I feel oddly responsible and would try to intercede on her behalf, but I know that to do so would accomplish nothing. In fact, at this point, Mère Isabelle is far more likely to show sympathy to Rosamonde if I seem unaware of her condition.

It is a part of his trap, of course. Every day I spend here deepens the pit into which I have dug myself. LeMerle knows it; doubtless he meant it so. He despises my loyalty to the sisters but understands that I will not leave them while Fleur is safe and they are not. I have become my own jailer, and although every instinct tells me with increasing urgency that I must escape, I am afraid of what may happen if my vigilance is withdrawn.

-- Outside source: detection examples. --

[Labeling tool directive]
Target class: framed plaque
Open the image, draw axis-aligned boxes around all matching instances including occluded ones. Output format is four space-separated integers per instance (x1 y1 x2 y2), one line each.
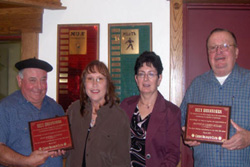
29 115 73 151
185 104 231 144
57 24 99 110
108 23 152 101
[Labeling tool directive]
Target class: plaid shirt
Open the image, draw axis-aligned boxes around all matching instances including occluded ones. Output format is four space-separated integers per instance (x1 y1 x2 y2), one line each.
180 64 250 167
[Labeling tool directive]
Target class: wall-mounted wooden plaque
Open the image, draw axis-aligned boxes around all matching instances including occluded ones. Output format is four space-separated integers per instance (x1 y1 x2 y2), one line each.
57 24 99 110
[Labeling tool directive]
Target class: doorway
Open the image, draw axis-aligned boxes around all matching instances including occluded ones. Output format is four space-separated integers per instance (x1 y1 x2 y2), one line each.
0 41 21 100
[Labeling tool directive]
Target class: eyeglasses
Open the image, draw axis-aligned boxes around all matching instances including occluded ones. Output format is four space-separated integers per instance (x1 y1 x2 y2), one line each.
85 77 106 83
137 72 157 79
208 43 236 53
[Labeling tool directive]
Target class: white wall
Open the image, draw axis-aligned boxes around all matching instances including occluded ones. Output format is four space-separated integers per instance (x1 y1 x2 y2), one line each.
39 0 170 99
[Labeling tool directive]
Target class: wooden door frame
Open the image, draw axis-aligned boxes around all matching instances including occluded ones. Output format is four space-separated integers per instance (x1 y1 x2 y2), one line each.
0 0 66 60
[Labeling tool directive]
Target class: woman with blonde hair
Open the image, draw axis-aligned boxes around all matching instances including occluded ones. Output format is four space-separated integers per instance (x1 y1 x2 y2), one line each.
66 60 130 167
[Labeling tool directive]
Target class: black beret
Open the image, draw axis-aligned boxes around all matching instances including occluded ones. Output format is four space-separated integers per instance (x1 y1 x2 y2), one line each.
15 57 53 72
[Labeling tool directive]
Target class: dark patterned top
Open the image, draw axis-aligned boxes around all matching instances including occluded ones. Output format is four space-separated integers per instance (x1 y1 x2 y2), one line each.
130 107 150 167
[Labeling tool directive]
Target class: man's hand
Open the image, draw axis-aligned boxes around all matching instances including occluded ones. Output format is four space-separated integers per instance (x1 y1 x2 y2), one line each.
25 150 54 167
182 126 201 147
222 120 250 150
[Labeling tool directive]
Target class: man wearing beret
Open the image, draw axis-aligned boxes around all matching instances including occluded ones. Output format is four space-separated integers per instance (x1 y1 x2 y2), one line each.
0 58 64 167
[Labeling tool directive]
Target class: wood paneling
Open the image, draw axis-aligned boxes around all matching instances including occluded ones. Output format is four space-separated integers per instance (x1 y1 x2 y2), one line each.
0 0 66 59
169 0 184 106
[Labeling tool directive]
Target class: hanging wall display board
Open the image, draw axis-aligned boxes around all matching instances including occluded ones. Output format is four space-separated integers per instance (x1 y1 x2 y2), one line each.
57 24 99 110
108 23 152 100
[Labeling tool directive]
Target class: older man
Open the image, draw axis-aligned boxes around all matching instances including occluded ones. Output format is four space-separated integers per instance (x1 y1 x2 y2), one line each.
0 58 64 167
181 28 250 167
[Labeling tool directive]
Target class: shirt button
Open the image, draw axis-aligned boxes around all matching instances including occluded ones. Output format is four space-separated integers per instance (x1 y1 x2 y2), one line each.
146 154 151 159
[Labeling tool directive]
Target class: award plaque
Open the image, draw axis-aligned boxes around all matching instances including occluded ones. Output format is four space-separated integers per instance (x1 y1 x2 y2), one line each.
57 24 99 111
29 116 73 151
185 104 231 144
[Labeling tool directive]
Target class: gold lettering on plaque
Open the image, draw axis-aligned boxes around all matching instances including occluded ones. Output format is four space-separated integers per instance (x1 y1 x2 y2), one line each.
60 68 69 72
111 57 121 61
60 34 69 38
112 68 121 72
60 46 69 50
111 28 121 33
60 56 69 61
59 79 68 83
60 62 69 66
113 80 121 84
111 52 121 56
59 73 68 78
121 29 139 54
59 90 68 94
60 40 69 45
111 46 121 50
59 84 68 89
61 28 69 33
112 74 121 78
60 51 69 56
112 34 120 42
112 40 120 45
69 30 87 54
111 63 121 67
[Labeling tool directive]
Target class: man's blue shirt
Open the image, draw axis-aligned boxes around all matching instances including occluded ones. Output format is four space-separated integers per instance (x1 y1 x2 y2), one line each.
180 64 250 167
0 90 64 167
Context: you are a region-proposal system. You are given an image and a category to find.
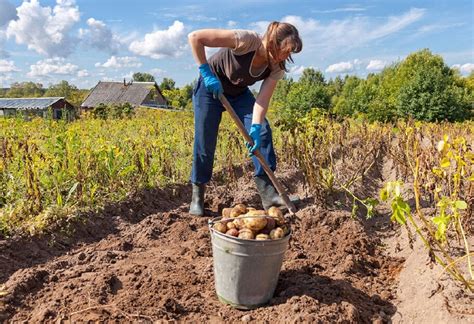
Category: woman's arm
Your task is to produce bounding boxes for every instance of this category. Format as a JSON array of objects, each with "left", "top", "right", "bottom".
[
  {"left": 252, "top": 78, "right": 278, "bottom": 124},
  {"left": 188, "top": 29, "right": 236, "bottom": 65}
]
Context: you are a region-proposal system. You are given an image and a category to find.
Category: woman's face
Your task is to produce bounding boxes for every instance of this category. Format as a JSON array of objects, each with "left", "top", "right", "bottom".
[{"left": 270, "top": 49, "right": 291, "bottom": 64}]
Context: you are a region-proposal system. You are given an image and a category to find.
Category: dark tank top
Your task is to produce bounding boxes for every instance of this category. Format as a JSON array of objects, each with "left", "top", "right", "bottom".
[{"left": 208, "top": 48, "right": 271, "bottom": 97}]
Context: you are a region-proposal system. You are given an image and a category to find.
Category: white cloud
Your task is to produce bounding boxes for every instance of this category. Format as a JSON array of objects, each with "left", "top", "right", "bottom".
[
  {"left": 250, "top": 20, "right": 270, "bottom": 35},
  {"left": 7, "top": 0, "right": 80, "bottom": 57},
  {"left": 77, "top": 70, "right": 89, "bottom": 78},
  {"left": 129, "top": 20, "right": 187, "bottom": 59},
  {"left": 311, "top": 6, "right": 367, "bottom": 13},
  {"left": 288, "top": 65, "right": 306, "bottom": 76},
  {"left": 417, "top": 22, "right": 466, "bottom": 34},
  {"left": 0, "top": 0, "right": 16, "bottom": 27},
  {"left": 27, "top": 57, "right": 79, "bottom": 77},
  {"left": 79, "top": 18, "right": 121, "bottom": 54},
  {"left": 150, "top": 68, "right": 166, "bottom": 75},
  {"left": 0, "top": 60, "right": 20, "bottom": 73},
  {"left": 278, "top": 8, "right": 425, "bottom": 54},
  {"left": 95, "top": 56, "right": 142, "bottom": 69},
  {"left": 0, "top": 73, "right": 13, "bottom": 88},
  {"left": 326, "top": 62, "right": 354, "bottom": 73},
  {"left": 451, "top": 63, "right": 474, "bottom": 74},
  {"left": 366, "top": 60, "right": 388, "bottom": 71}
]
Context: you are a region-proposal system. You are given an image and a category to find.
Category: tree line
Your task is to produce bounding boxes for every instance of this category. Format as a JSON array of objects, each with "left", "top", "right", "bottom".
[{"left": 0, "top": 49, "right": 474, "bottom": 123}]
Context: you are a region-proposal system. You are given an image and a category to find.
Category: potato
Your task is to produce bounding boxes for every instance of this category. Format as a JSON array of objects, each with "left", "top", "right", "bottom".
[
  {"left": 212, "top": 222, "right": 227, "bottom": 233},
  {"left": 222, "top": 208, "right": 232, "bottom": 218},
  {"left": 244, "top": 217, "right": 267, "bottom": 232},
  {"left": 245, "top": 209, "right": 267, "bottom": 216},
  {"left": 270, "top": 227, "right": 285, "bottom": 240},
  {"left": 268, "top": 206, "right": 285, "bottom": 226},
  {"left": 280, "top": 224, "right": 290, "bottom": 236},
  {"left": 233, "top": 218, "right": 245, "bottom": 229},
  {"left": 261, "top": 217, "right": 276, "bottom": 234},
  {"left": 226, "top": 221, "right": 237, "bottom": 230},
  {"left": 225, "top": 228, "right": 239, "bottom": 237},
  {"left": 255, "top": 233, "right": 270, "bottom": 241},
  {"left": 230, "top": 204, "right": 247, "bottom": 218},
  {"left": 238, "top": 228, "right": 255, "bottom": 240}
]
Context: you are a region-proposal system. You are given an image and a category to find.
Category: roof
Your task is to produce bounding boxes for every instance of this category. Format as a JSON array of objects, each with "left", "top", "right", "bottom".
[
  {"left": 0, "top": 97, "right": 64, "bottom": 109},
  {"left": 81, "top": 81, "right": 163, "bottom": 107}
]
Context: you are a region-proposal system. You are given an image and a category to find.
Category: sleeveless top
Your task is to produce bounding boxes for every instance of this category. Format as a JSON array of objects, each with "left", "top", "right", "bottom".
[{"left": 208, "top": 30, "right": 285, "bottom": 96}]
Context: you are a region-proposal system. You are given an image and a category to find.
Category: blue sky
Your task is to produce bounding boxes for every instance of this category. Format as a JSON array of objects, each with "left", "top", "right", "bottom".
[{"left": 0, "top": 0, "right": 474, "bottom": 88}]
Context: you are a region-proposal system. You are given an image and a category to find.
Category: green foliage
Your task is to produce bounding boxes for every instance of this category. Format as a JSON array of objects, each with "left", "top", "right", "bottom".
[
  {"left": 330, "top": 49, "right": 474, "bottom": 122},
  {"left": 6, "top": 81, "right": 45, "bottom": 98},
  {"left": 92, "top": 102, "right": 134, "bottom": 120},
  {"left": 277, "top": 68, "right": 331, "bottom": 128},
  {"left": 44, "top": 80, "right": 78, "bottom": 98},
  {"left": 396, "top": 50, "right": 470, "bottom": 121},
  {"left": 132, "top": 72, "right": 155, "bottom": 82},
  {"left": 162, "top": 84, "right": 193, "bottom": 110}
]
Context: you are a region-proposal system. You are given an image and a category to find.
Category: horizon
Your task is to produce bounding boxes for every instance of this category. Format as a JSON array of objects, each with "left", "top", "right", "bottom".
[{"left": 0, "top": 0, "right": 474, "bottom": 89}]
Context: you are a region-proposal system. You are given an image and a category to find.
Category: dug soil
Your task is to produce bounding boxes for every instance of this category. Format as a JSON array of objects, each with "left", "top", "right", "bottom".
[{"left": 0, "top": 166, "right": 472, "bottom": 323}]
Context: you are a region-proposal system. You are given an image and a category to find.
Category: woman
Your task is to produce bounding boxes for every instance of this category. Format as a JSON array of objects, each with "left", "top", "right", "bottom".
[{"left": 188, "top": 21, "right": 303, "bottom": 216}]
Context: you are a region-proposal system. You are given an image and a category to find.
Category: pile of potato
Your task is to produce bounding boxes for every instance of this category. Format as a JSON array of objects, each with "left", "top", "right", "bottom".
[{"left": 213, "top": 204, "right": 290, "bottom": 240}]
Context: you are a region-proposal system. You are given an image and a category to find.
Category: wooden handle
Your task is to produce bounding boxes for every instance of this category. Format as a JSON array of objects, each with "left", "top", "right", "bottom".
[{"left": 219, "top": 95, "right": 296, "bottom": 215}]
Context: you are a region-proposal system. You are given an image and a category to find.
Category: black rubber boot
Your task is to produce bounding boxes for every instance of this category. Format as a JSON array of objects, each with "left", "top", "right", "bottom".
[
  {"left": 189, "top": 183, "right": 206, "bottom": 216},
  {"left": 254, "top": 175, "right": 286, "bottom": 210}
]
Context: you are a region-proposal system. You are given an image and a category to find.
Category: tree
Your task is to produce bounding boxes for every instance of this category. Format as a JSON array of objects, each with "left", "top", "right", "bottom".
[
  {"left": 44, "top": 80, "right": 78, "bottom": 99},
  {"left": 278, "top": 79, "right": 331, "bottom": 127},
  {"left": 396, "top": 49, "right": 472, "bottom": 121},
  {"left": 298, "top": 68, "right": 326, "bottom": 85},
  {"left": 132, "top": 72, "right": 155, "bottom": 82},
  {"left": 160, "top": 78, "right": 176, "bottom": 90},
  {"left": 6, "top": 81, "right": 44, "bottom": 98}
]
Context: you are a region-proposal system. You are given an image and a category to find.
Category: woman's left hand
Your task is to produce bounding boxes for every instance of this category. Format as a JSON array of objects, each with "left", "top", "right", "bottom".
[{"left": 245, "top": 124, "right": 262, "bottom": 156}]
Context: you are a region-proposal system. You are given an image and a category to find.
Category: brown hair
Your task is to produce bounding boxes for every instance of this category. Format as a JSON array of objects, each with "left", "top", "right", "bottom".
[{"left": 263, "top": 21, "right": 303, "bottom": 72}]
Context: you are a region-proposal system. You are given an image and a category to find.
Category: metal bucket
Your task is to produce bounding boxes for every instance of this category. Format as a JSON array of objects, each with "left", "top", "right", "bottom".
[{"left": 209, "top": 218, "right": 291, "bottom": 309}]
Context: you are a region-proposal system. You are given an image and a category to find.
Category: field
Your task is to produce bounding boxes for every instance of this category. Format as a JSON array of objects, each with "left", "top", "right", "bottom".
[{"left": 0, "top": 111, "right": 474, "bottom": 323}]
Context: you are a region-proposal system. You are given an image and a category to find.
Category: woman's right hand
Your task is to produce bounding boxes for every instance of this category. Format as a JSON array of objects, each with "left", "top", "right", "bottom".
[{"left": 199, "top": 63, "right": 224, "bottom": 99}]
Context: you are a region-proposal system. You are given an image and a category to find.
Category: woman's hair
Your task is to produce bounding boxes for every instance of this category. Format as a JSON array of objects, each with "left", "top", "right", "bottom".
[{"left": 263, "top": 21, "right": 303, "bottom": 72}]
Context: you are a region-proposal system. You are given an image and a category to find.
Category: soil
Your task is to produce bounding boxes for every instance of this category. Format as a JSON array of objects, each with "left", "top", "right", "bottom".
[{"left": 0, "top": 166, "right": 472, "bottom": 323}]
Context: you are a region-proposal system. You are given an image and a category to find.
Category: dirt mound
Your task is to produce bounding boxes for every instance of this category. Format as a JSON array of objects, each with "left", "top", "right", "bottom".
[{"left": 0, "top": 170, "right": 402, "bottom": 323}]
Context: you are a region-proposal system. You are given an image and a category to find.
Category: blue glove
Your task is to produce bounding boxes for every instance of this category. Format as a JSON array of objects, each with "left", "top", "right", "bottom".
[
  {"left": 199, "top": 63, "right": 224, "bottom": 99},
  {"left": 245, "top": 124, "right": 262, "bottom": 156}
]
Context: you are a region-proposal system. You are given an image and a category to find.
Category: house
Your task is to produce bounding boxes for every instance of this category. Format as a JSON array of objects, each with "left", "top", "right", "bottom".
[
  {"left": 0, "top": 97, "right": 75, "bottom": 119},
  {"left": 81, "top": 80, "right": 168, "bottom": 112}
]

Every night I tell the cards, but they show me nothing but what I already know; the Tower in flames, with the woman falling, arms outstretched, from the top; the hooded Hermit, the cruel Six of Swords. Disaster, poised like a crushing rock above our heads, with nothing I can do to prevent its fall.

30

AUGUST 1ST, 1610

At last, a reply to my letters. Monseigneur takes his time, it seems, and sees no reason to thank me for all my hard work. I am privileged to be given the chance to devote my life to the noble house of Arnault. However, the generous gift, the marble statue that accompanied his letter, shows his unspoken approval. Monseigneur is most gratified to hear of his niece’s reforms. As well he might-a pretty picture I drew of the young abbess, radiant in her innocence and unearthly beauty; of adoring nuns; of birds flocking to hear her speak. I hinted at marvels; showers of rose leaves; spontaneous healings. Soeur Alfonsine will be pleased to hear that she has been restored to health from a fatal illness. Soeur Rosamonde too has regained the use of her withered arm. One must not speak too hastily of miraculous cures, but one must always hope, and if God wills it…

The lure is cast. I have little doubt that he will fail to take it. I have suggested the fifteenth of August as a favorable date. It seems appropriate, it being the day of the Virgin, to celebrate thus our reclamation of the abbey.

Meanwhile, I must work day and night to make things ready in time. Fortunately I have my helpers: Antoine, strong, slow, and undemanding; Alfonsine, my visionary and spreader of rumors; Marguerite, my catalyst. Not to mention Piété, who runs errands, my little Soeur Anne, and Clémente…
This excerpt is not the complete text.